De kantonrechter zal een proceskostenvergoeding toekennen voor het indienen van het beroepschrift, te weten 1 punt x gewicht 0,5 x € 875,- = € 437,50.

Beslissing

De kantonrechter:
‒ verklaart het beroep gedeeltelijk gegrond;
‒ wijzigt de beslissing van de officier van justitie in die zin dat de boete wordt gematigd tot € 187,50 plus € 9,- administratiekosten;
‒ draagt de officier van justitie op het bedrag van € 62,50 dat betrokkene te veel als zekerheidstelling heeft betaald, aan betrokkene terug te betalen;
‒ veroordeelt de officier van justitie tot het vergoeden van de proceskosten van betrokkene van € 437,50.
Deze uitspraak is gedaan door mr. W.H.C. van Eck, kantonrechter, bijgestaan door de griffier X.L.C.M. van Sprundel, en in het openbaar uitgesproken op 27 december 2024.
Als u het niet eens bent met deze beslissing, dan kunt u binnen 6 weken na de hieronder vermelde datum van verzending van deze beslissing hoger beroep instellen bij het gerechtshof Arnhem-Leeuwarden, maar alleen als:
de boete meer dan € 110,00 bedraagt, of
uw beroep niet-ontvankelijk is verklaard omdat u niet of niet op tijd zekerheid heeft gesteld.

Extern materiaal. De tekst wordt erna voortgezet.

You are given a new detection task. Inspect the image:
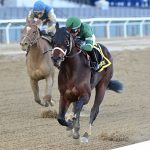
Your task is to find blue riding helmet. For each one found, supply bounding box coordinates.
[33,0,46,12]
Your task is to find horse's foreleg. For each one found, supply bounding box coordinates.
[43,76,54,106]
[73,96,89,139]
[30,79,45,106]
[81,83,106,143]
[57,96,73,129]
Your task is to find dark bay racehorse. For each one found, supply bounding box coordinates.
[52,28,123,142]
[20,24,54,107]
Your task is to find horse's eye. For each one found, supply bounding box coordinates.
[65,39,68,44]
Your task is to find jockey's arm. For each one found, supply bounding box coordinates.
[46,11,56,33]
[26,10,35,24]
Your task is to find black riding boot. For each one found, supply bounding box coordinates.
[88,49,99,71]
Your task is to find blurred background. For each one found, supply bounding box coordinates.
[0,0,150,44]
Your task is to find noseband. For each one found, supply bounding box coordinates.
[22,25,40,49]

Het beroepschrift moet worden ingediend bij Rechtbank Zeeland-West-Brabant, Team strafrecht, postbus 90008, 4800 PA Breda Het beroepschrift moet zijn ondertekend door degene die beroep heeft ingesteld of door de gemachtigde.
U dient daarbij het zaaknummer te vermelden.
De procedure bij het gerechtshof verloopt geheel schriftelijk, tenzij u in het beroepschrift uitdrukkelijk vraagt om een zitting waarop u uw standpunt mondeling wilt toelichten.